A few days ago I wrote about some advice for Data Analysts given by Brent Dykes, writing in Forbes.com, who tells us Why Companies Must Close The Data Literacy Divide. Amongst other things he advises us all to be both sceptical and curious about any data that we analyse. Critical thinking is a very important skill for students to develop, so I often tells my class to challenge any number that they see. My most basic example is "8 out of 10 cats" prefer Whiskas (according to their owners). How did they test this? Did they set up an experiment with 10 cats or more? What was the sample size? Was there a control group? Did the owners conduct a test?
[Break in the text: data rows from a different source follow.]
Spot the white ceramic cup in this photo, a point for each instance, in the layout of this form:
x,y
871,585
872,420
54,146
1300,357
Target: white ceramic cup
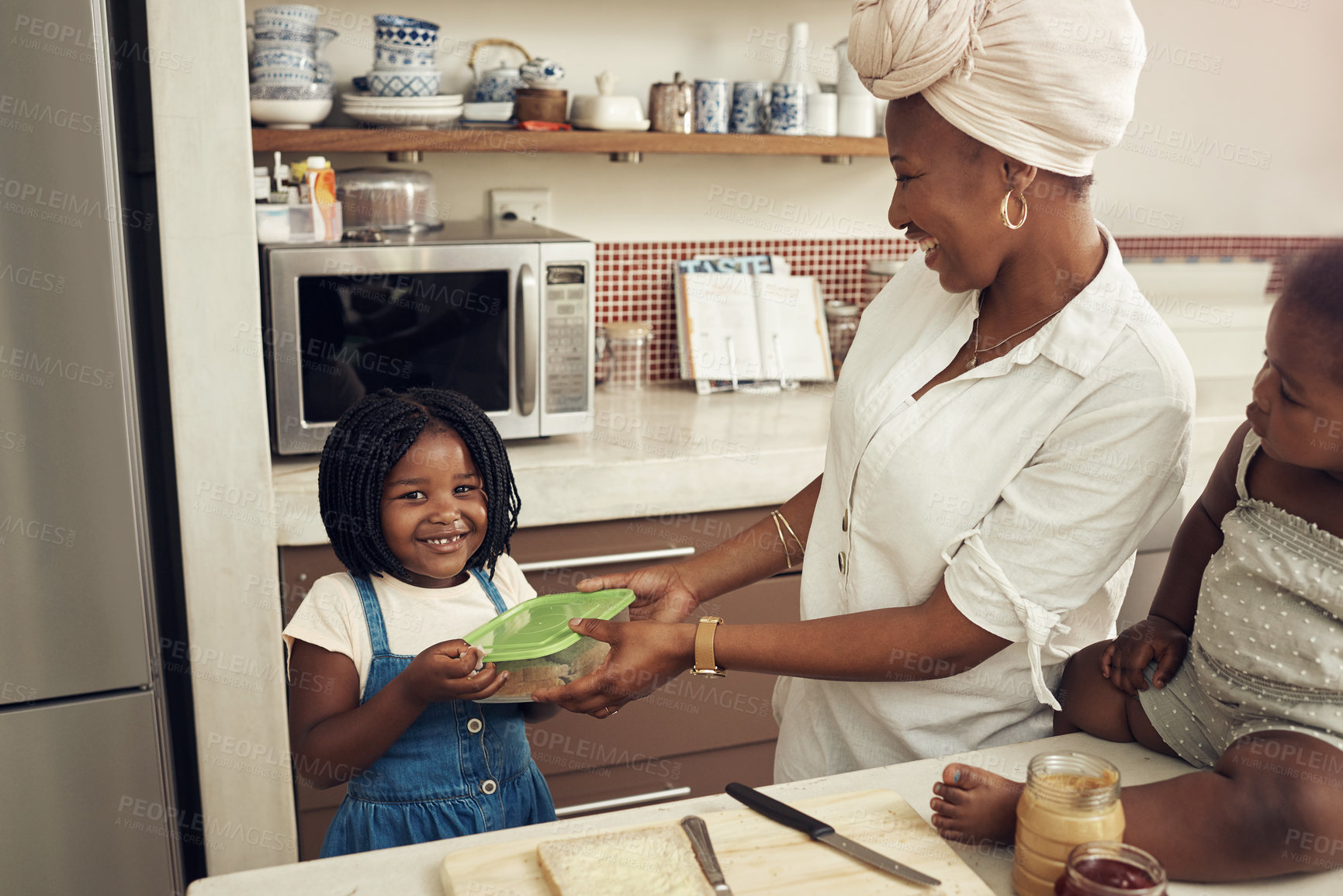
x,y
822,115
857,117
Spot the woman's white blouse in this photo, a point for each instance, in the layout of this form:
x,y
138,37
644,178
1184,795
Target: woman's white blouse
x,y
1025,484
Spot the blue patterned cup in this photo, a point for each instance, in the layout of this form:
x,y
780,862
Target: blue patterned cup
x,y
284,67
711,106
788,109
749,108
389,57
290,16
411,82
404,31
296,40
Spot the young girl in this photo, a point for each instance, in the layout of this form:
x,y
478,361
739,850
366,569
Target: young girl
x,y
1238,669
419,504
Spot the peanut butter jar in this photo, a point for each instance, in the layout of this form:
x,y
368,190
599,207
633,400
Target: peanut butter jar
x,y
1069,800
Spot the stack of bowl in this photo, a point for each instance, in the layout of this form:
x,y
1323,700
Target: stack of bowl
x,y
404,55
288,89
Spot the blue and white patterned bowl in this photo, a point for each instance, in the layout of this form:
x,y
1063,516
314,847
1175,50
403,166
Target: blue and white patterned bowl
x,y
542,73
406,31
751,108
788,109
290,16
403,82
712,104
400,57
284,67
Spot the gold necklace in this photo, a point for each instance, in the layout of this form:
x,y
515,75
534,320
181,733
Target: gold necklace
x,y
977,351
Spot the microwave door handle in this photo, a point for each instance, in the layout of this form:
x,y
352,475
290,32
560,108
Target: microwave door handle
x,y
528,327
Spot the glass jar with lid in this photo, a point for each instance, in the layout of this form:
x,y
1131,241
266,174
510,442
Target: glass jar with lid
x,y
1103,868
628,343
1071,798
843,324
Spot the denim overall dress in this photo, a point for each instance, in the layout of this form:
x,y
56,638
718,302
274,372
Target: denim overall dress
x,y
461,769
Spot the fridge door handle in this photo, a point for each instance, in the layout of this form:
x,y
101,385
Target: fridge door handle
x,y
528,334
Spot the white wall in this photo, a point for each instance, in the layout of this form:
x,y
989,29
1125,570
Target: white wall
x,y
1271,95
220,435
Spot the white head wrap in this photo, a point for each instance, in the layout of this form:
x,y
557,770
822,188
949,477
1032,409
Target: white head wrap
x,y
1048,82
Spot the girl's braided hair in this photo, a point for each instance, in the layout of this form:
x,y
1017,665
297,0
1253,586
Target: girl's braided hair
x,y
367,442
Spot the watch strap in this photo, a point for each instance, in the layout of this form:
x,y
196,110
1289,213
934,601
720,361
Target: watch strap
x,y
704,660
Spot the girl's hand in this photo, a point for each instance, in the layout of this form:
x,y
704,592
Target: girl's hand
x,y
644,657
661,593
452,670
1128,655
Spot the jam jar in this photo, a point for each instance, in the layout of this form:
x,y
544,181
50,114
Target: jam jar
x,y
1106,868
1071,798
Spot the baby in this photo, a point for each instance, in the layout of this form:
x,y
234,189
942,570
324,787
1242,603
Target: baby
x,y
1238,668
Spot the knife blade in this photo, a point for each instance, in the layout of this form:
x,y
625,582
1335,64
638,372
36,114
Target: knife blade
x,y
703,846
819,831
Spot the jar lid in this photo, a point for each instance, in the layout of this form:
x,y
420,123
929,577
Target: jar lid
x,y
885,265
628,330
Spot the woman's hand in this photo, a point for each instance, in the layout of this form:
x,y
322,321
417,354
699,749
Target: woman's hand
x,y
452,670
661,593
644,657
1128,655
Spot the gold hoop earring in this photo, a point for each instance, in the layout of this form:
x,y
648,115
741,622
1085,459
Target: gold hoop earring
x,y
1025,211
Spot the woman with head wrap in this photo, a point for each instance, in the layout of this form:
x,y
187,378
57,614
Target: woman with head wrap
x,y
1012,420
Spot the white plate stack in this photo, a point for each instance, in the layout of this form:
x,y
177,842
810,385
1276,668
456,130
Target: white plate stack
x,y
402,112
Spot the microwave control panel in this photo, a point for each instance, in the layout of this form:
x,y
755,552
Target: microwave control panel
x,y
566,339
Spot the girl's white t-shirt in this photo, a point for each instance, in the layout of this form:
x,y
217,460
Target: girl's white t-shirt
x,y
415,618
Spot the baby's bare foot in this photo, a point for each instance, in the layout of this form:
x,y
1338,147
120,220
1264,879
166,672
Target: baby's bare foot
x,y
974,805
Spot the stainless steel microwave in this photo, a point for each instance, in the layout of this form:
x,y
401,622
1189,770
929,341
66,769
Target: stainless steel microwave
x,y
503,313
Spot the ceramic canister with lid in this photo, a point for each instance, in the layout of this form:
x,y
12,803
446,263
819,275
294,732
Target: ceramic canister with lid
x,y
1071,798
628,343
672,106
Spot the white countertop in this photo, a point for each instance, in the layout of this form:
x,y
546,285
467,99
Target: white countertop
x,y
413,870
665,450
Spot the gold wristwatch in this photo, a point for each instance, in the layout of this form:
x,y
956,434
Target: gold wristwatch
x,y
704,664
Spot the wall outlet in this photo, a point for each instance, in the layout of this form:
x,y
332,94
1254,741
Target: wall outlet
x,y
532,206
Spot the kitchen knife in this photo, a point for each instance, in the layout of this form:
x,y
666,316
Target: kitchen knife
x,y
698,835
817,829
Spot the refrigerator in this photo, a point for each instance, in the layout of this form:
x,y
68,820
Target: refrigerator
x,y
89,802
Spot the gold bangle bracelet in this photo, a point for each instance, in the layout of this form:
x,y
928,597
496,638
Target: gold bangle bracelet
x,y
802,548
787,555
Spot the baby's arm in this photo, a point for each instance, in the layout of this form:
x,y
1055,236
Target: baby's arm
x,y
334,738
1165,635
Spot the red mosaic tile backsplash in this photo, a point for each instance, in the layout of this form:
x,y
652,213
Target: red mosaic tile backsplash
x,y
634,280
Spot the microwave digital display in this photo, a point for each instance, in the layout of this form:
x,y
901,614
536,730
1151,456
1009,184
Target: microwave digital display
x,y
360,334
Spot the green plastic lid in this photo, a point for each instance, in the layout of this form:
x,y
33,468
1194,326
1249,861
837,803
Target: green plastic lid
x,y
540,626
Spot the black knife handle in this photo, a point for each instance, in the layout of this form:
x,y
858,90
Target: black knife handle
x,y
771,808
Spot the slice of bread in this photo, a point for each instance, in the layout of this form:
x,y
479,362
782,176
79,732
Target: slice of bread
x,y
645,860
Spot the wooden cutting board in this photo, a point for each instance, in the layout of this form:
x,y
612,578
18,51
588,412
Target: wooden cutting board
x,y
760,856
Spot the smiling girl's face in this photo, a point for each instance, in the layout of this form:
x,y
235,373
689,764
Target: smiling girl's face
x,y
434,510
1298,407
947,196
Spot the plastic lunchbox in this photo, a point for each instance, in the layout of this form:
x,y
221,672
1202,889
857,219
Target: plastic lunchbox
x,y
535,645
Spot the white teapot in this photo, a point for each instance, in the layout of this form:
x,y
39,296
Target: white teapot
x,y
497,85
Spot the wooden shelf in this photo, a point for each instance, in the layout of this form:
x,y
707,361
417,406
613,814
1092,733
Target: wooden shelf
x,y
331,140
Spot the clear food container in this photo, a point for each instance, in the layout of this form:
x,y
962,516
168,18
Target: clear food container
x,y
535,645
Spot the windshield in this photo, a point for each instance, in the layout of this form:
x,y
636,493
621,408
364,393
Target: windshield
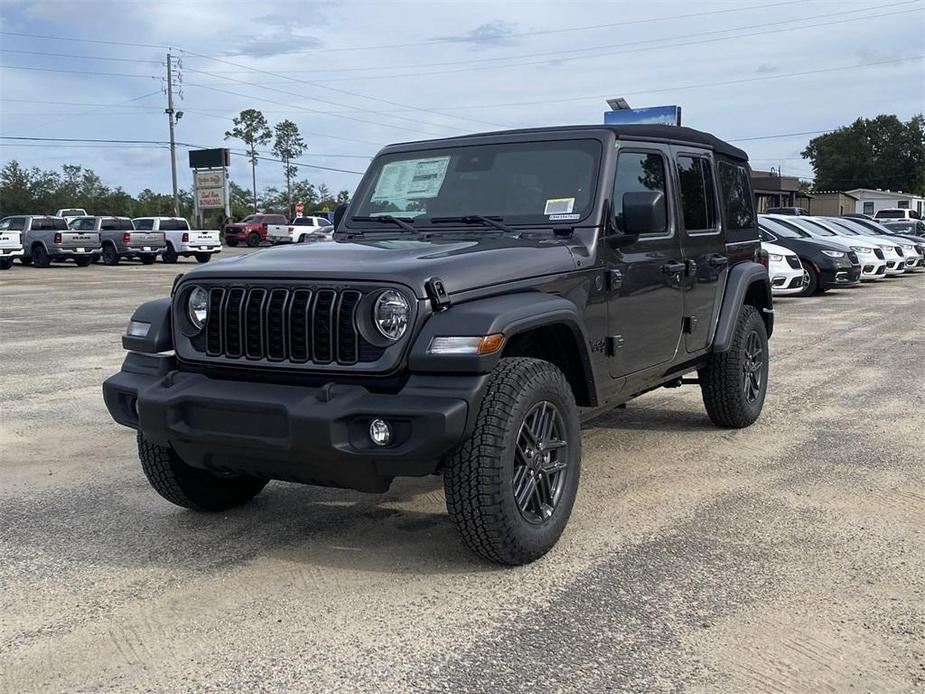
x,y
524,182
117,224
49,224
174,225
782,229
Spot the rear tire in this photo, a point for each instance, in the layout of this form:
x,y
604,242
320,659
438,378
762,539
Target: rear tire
x,y
110,255
508,490
169,255
40,257
735,383
190,487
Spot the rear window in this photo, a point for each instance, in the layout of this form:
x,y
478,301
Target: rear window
x,y
48,224
737,196
117,224
174,225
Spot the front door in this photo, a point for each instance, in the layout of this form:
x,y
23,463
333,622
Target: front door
x,y
703,244
645,277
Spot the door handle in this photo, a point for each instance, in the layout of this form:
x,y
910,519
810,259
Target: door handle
x,y
673,267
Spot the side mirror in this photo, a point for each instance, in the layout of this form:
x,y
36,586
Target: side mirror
x,y
644,213
339,213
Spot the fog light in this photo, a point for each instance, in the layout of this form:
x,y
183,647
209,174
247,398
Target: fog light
x,y
380,432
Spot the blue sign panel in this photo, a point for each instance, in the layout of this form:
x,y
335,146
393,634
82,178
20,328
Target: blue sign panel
x,y
655,115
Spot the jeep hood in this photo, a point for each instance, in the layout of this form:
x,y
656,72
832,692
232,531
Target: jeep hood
x,y
462,264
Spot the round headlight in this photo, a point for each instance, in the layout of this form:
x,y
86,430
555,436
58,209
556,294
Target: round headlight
x,y
197,307
390,314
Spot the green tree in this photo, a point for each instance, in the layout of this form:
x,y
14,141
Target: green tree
x,y
883,152
250,126
288,145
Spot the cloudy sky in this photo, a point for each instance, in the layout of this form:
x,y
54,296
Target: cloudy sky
x,y
357,75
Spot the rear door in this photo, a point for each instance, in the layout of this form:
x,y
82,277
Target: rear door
x,y
645,306
702,243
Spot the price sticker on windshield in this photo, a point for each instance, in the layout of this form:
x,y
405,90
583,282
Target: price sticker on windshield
x,y
559,206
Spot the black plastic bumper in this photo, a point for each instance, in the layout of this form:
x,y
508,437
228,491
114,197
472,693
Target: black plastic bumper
x,y
295,433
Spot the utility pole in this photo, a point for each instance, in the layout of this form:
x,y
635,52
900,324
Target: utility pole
x,y
173,147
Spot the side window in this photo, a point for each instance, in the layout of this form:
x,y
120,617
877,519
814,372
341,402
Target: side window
x,y
698,196
638,172
737,195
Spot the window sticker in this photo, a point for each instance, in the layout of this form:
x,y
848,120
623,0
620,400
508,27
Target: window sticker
x,y
559,206
411,180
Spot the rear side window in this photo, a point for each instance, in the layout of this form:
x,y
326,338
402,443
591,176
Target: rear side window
x,y
698,196
737,196
637,172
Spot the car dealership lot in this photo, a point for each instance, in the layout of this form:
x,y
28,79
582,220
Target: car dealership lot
x,y
783,557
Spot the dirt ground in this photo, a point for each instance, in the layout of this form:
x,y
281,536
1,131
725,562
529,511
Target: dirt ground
x,y
787,557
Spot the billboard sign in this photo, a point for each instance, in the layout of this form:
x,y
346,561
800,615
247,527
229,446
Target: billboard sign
x,y
655,115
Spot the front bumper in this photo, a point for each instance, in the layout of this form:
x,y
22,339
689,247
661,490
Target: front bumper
x,y
301,434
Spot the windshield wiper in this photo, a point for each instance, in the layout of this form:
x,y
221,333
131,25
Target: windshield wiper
x,y
496,222
387,219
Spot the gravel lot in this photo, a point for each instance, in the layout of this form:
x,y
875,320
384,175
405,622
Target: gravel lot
x,y
787,557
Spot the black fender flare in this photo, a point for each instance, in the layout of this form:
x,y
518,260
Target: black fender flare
x,y
747,282
159,337
511,314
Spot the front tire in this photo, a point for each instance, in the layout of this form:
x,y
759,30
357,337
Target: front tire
x,y
511,485
735,383
190,487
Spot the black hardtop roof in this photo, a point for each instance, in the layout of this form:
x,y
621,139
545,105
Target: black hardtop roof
x,y
662,133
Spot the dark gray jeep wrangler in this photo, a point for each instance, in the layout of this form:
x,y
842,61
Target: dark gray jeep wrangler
x,y
482,295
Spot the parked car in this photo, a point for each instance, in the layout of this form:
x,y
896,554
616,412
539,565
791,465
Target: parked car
x,y
480,290
894,255
896,213
251,230
827,265
301,229
181,241
70,213
785,270
870,255
47,239
10,244
120,240
796,211
912,247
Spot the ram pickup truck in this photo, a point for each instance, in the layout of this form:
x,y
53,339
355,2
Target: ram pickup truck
x,y
47,239
10,244
120,240
251,230
180,240
300,229
483,294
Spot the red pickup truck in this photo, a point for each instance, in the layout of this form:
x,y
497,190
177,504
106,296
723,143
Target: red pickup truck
x,y
251,230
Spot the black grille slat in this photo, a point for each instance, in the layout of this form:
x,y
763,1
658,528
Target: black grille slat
x,y
214,322
298,325
254,323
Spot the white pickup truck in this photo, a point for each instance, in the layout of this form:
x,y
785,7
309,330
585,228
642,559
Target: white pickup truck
x,y
300,229
181,240
10,244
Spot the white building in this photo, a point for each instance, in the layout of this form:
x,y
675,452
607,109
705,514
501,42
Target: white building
x,y
869,200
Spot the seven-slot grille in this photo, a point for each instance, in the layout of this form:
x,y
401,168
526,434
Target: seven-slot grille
x,y
286,324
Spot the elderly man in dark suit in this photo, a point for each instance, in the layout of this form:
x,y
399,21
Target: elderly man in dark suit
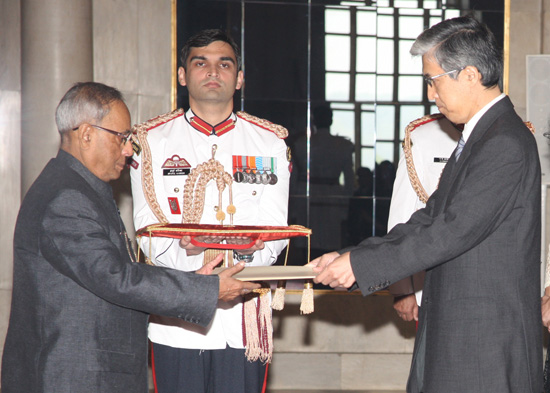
x,y
478,237
80,302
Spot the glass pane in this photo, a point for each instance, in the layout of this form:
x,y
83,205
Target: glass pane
x,y
343,124
407,63
452,14
430,4
384,152
368,128
337,87
365,87
366,54
337,55
410,26
407,114
385,122
385,26
435,20
410,88
384,88
405,4
337,21
366,22
385,61
342,105
367,158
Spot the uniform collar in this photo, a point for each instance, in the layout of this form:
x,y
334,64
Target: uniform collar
x,y
207,129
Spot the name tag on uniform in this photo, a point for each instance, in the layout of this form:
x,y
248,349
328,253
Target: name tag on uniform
x,y
175,166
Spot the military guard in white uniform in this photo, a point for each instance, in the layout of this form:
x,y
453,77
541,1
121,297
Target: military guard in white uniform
x,y
432,141
212,359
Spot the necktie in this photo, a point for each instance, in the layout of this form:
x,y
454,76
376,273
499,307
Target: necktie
x,y
459,147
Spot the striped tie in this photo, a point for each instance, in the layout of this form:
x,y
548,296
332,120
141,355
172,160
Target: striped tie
x,y
459,147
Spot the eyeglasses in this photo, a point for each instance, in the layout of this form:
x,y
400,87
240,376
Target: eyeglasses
x,y
429,79
125,137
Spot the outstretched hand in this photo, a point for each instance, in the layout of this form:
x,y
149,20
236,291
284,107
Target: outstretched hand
x,y
406,307
334,270
230,288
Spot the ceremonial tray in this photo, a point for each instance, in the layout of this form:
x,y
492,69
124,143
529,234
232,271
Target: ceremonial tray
x,y
265,233
267,273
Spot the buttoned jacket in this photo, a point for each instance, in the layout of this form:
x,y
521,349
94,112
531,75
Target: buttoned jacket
x,y
479,240
80,305
256,204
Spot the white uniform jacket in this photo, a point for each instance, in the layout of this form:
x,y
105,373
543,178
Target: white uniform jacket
x,y
432,143
176,140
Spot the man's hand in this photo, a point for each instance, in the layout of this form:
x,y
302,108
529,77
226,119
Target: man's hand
x,y
335,270
406,307
209,267
231,288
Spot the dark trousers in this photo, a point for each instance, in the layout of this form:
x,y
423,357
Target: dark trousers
x,y
178,370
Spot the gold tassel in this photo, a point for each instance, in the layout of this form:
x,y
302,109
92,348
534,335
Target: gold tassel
x,y
278,302
257,326
250,328
306,307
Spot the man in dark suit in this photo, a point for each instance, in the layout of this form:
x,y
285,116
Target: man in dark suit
x,y
478,237
80,302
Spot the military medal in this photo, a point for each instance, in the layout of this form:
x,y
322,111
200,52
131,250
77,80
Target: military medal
x,y
255,169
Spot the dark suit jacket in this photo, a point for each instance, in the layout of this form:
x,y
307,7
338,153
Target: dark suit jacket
x,y
479,240
80,305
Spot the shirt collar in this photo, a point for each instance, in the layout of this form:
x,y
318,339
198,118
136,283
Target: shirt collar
x,y
469,127
208,129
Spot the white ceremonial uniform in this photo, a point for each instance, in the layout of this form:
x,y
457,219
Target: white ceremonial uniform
x,y
176,141
432,143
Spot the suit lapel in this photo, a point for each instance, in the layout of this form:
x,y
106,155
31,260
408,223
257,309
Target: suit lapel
x,y
453,169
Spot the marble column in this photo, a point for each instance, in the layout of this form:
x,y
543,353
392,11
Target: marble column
x,y
10,137
57,51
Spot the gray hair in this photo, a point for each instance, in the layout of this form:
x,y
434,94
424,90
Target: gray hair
x,y
460,42
206,37
85,102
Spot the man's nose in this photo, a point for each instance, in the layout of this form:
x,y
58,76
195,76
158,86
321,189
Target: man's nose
x,y
127,149
213,71
431,93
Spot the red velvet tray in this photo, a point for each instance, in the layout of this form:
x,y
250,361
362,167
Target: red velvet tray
x,y
265,233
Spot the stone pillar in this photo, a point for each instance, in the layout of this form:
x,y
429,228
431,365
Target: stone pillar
x,y
57,51
10,157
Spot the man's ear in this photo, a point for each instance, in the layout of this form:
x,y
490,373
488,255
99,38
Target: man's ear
x,y
472,74
84,135
240,80
181,76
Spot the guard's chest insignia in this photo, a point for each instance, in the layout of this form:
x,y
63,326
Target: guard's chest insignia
x,y
255,170
175,166
174,205
136,146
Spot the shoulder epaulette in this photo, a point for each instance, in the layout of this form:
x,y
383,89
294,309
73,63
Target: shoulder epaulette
x,y
413,125
147,180
278,130
407,145
157,121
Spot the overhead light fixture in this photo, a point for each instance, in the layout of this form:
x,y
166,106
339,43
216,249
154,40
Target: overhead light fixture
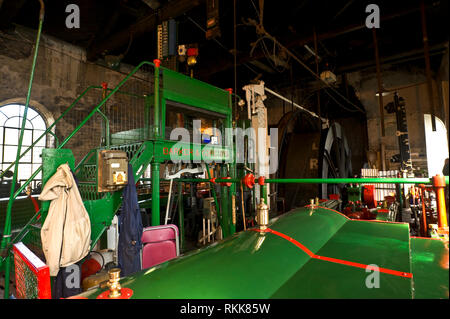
x,y
154,4
382,93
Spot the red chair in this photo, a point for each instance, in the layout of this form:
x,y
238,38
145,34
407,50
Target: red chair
x,y
160,244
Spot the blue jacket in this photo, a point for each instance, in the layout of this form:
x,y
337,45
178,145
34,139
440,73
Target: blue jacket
x,y
130,229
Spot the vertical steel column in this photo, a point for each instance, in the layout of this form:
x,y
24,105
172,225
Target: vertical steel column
x,y
380,84
233,173
181,214
318,75
155,165
155,194
426,50
156,105
224,200
7,230
147,117
102,111
439,186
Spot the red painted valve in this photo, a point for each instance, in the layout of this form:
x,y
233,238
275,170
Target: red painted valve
x,y
249,180
261,180
226,183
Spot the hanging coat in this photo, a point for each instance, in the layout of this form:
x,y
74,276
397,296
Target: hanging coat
x,y
130,229
66,233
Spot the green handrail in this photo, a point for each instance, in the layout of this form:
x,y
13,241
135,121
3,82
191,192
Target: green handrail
x,y
71,106
48,130
7,230
6,233
425,181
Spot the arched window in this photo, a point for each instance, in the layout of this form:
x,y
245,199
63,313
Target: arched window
x,y
11,116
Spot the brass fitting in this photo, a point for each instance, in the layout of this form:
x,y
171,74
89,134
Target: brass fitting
x,y
262,215
113,283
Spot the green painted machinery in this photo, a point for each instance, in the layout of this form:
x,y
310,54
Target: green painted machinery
x,y
146,146
308,253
Such a claim would not pass a scientific test today!
Brent Dykes offers up some questions that you can ask to challenge the source and value of data. As he states: "it is important to be able to step back and weigh other less obvious factors that may be influencing the results and its interpretation". Here are his questions, and I recommend them to students analysing any data set:
- Collection method: Could the method or way in which the data was collected influence the results?
- Credibility: How credible or reliable is the source of the data?
- Bias: Is there potential bias from either the data producer or you as the consumer?
- Truthful: Is the data being manipulated in a way—intentionally or inadvertently—that misrepresents its true meaning?
- Assumptions: Are there any implied assumptions that could be affecting how the numbers are interpreted?
- Context: Is there additional context or background information that is missing and needed to properly understand the data?
- Comparisons: If supplemental data is included for comparison purposes (e.g., period-over-period data), does it offer a fair and relevant comparison? Alternatively, is an obvious comparison missing?
- Causation: Are you potentially confusing correlation with causation, which represents a direct pattern of cause and effect?
- Significance: If the data is statistically significant, is it also practically significant?
- Outliers: Is an outlier important or is it unnecessarily skewing the overall results?
- Quality: Are you able to distinguish between data that is unusable or that which is still directionally helpful?
Source: Dykes (2017)